Tras los devastadores terremotos que sacudieron la zona norte de Venezuela el pasado 24 de junio, la respuesta humanitaria ha contado con la participación de miles de rescatistas, tanto nacionales como internacionales. Entre este despliegue de ayuda, destaca la figura de Sebastián Corro, un niño de diez años que se ha convertido en un símbolo de esperanza y solidaridad en medio de la tragedia. Acompañado por su abuelo, Cristóbal Corro, el menor ha dedicado sus días a colaborar en las labores de asistencia en Caraballeda, una de las áreas más afectadas en el estado La Guaira.

Sebastián, quien cursa el cuarto grado de primaria, ha adoptado un rol activo en la zona del desastre, portando un equipo de protección completo que incluye casco, chaleco con insignias de rescate, lentes y botas. Su compromiso ha sido tal que brigadistas mexicanos, parte de los equipos internacionales que llegaron al país, lo han bautizado como el "topito venezolano". Este reconocimiento se consolidó cuando los especialistas extranjeros firmaron su casco, expresándole su respeto y cariño por su labor voluntaria en un escenario marcado por la destrucción de edificios y la acumulación de escombros.

El impacto de los sismos ha sido de una magnitud considerable, dejando un saldo trágico de más de 4.800 personas fallecidas y superando los 16.700 heridos. Ante esta emergencia, la comunidad internacional respondió con el envío de 2.786 profesionales provenientes de 31 países, según datos proporcionados por la ONU. Estos expertos han trabajado junto a brigadas locales en tareas de búsqueda y salvamento, un entorno que ha inspirado al pequeño Sebastián a proyectar su futuro profesional como rescatista, con el objetivo de brindar ayuda en situaciones de desastre en cualquier parte del mundo.

Aunque por razones de seguridad el menor no ingresa a las estructuras colapsadas, su contribución ha sido significativa en otras áreas operativas. Junto a su abuelo, de 68 años, Sebastián colabora en la logística de distribución de alimentos y brinda apoyo en los refugios que albergan a los damnificados. Además de su labor humana, el niño logró rescatar a dos mascotas, un gato y un perro, en medio del caos. Este tipo de acciones cobran especial relevancia ante la gran cantidad de reportes en redes sociales sobre animales perdidos y la saturación de los servicios veterinarios, como el instalado por El Salvador en Catia La Mar.
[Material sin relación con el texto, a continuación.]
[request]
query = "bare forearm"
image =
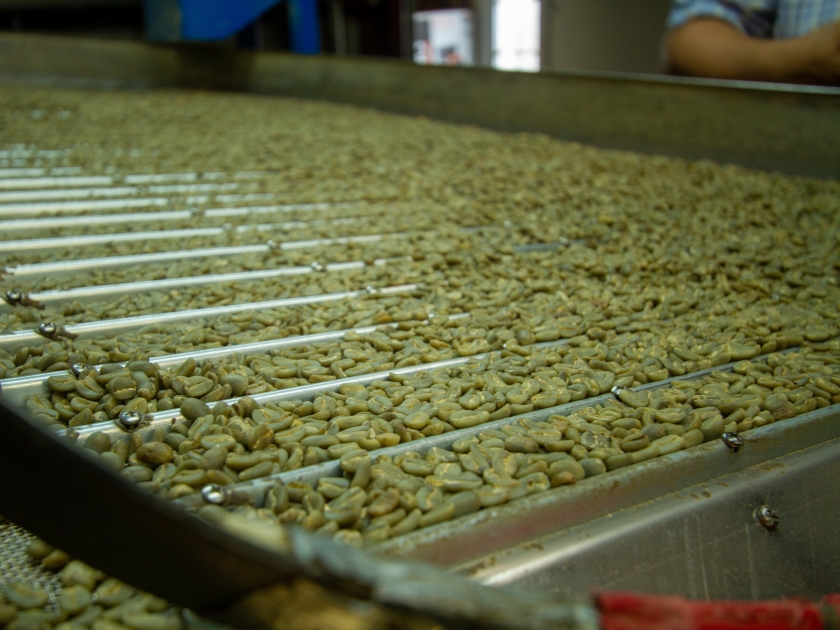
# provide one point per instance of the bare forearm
(715, 49)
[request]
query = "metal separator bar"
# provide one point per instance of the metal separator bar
(55, 207)
(15, 391)
(153, 217)
(104, 291)
(69, 193)
(22, 172)
(156, 217)
(110, 262)
(18, 183)
(28, 153)
(56, 171)
(60, 268)
(309, 392)
(311, 474)
(163, 178)
(34, 244)
(100, 219)
(119, 191)
(129, 324)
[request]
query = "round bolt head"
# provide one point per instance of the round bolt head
(733, 441)
(78, 368)
(48, 329)
(213, 494)
(766, 517)
(129, 419)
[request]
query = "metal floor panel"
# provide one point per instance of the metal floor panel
(703, 542)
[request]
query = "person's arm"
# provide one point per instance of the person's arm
(709, 47)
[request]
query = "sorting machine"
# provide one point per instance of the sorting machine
(745, 518)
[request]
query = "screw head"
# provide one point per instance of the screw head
(214, 494)
(78, 368)
(766, 517)
(48, 329)
(129, 419)
(733, 441)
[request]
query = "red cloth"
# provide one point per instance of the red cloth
(633, 611)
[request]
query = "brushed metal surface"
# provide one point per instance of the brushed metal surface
(702, 541)
(465, 541)
(793, 129)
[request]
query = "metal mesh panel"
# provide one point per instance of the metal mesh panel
(16, 564)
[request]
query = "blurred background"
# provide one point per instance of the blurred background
(526, 35)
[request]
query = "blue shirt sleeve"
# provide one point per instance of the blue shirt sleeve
(753, 17)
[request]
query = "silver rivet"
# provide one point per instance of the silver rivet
(78, 368)
(129, 419)
(48, 329)
(733, 441)
(214, 494)
(766, 517)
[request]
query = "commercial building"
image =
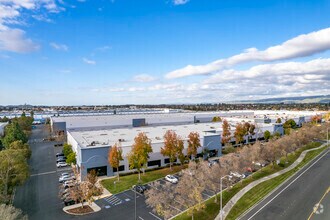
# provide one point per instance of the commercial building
(91, 137)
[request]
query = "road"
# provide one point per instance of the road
(38, 197)
(297, 197)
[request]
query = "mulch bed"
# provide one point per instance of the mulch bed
(81, 210)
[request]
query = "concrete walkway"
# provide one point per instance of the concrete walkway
(239, 195)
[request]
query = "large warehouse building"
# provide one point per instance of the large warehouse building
(92, 136)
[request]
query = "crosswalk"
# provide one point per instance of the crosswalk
(113, 200)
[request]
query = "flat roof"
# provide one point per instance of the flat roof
(109, 137)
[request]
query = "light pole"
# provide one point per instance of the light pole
(135, 204)
(221, 213)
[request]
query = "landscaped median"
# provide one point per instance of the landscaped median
(212, 209)
(127, 181)
(262, 189)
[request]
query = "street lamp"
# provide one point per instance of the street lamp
(221, 213)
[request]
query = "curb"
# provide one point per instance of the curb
(93, 206)
(285, 181)
(304, 152)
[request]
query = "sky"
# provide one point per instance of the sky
(100, 52)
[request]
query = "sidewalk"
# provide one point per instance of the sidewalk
(235, 198)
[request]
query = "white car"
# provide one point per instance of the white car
(171, 179)
(65, 178)
(61, 164)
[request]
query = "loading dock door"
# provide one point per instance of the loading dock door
(101, 171)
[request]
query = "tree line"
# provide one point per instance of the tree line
(187, 194)
(138, 156)
(14, 154)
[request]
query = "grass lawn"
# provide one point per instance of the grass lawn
(212, 208)
(126, 182)
(261, 190)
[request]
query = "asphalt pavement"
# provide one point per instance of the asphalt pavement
(295, 200)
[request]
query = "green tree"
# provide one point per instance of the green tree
(225, 136)
(71, 158)
(171, 143)
(13, 132)
(115, 155)
(67, 149)
(139, 154)
(193, 144)
(267, 135)
(14, 170)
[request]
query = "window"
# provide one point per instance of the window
(121, 168)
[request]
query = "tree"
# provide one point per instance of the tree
(225, 136)
(180, 153)
(23, 147)
(216, 119)
(13, 132)
(9, 212)
(67, 149)
(267, 135)
(14, 170)
(278, 120)
(71, 159)
(193, 144)
(171, 144)
(239, 133)
(288, 125)
(139, 154)
(115, 155)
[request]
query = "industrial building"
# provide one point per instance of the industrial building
(2, 128)
(91, 137)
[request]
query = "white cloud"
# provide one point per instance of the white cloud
(300, 46)
(180, 2)
(143, 78)
(88, 61)
(56, 46)
(12, 13)
(310, 70)
(14, 40)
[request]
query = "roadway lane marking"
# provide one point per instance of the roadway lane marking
(288, 185)
(45, 173)
(155, 216)
(318, 204)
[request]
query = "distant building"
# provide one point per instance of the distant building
(2, 128)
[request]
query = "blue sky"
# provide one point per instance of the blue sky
(161, 51)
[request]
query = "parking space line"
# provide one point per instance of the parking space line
(45, 173)
(206, 195)
(176, 208)
(155, 216)
(127, 195)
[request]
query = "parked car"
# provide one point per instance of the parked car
(59, 155)
(66, 178)
(61, 164)
(139, 188)
(68, 184)
(171, 179)
(246, 174)
(69, 201)
(235, 174)
(60, 160)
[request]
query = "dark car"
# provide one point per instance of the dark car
(69, 201)
(59, 155)
(139, 188)
(60, 160)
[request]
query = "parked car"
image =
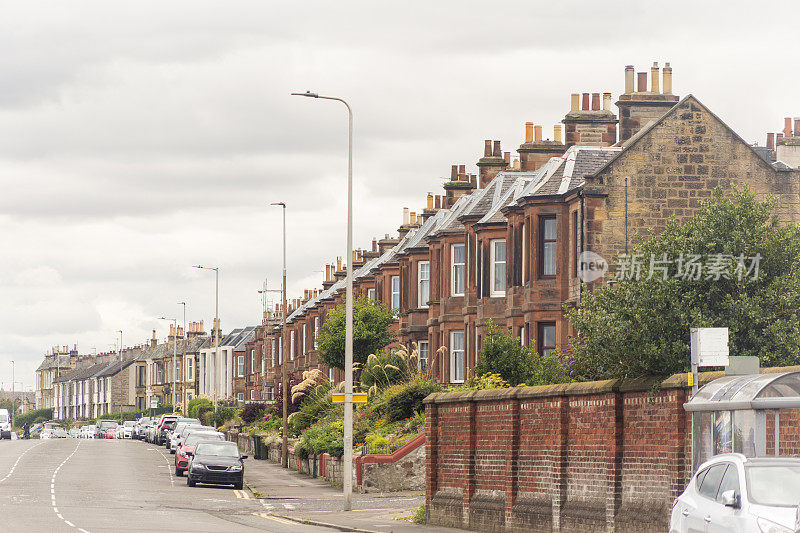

El abuelo de Sebastián, quien también forma parte de las brigadas de auxilio, destaca el proceso de aprendizaje que está viviendo su nieto. El menor no solo busca ayudar en la emergencia actual, sino que tiene la intención de promover la creación de una brigada escolar de primeros auxilios en su institución educativa. Este compromiso intergeneracional refleja el espíritu de resiliencia que ha surgido en las comunidades afectadas, donde la colaboración ciudadana se ha vuelto fundamental para enfrentar las secuelas de este doble evento sísmico que marcó profundamente al país.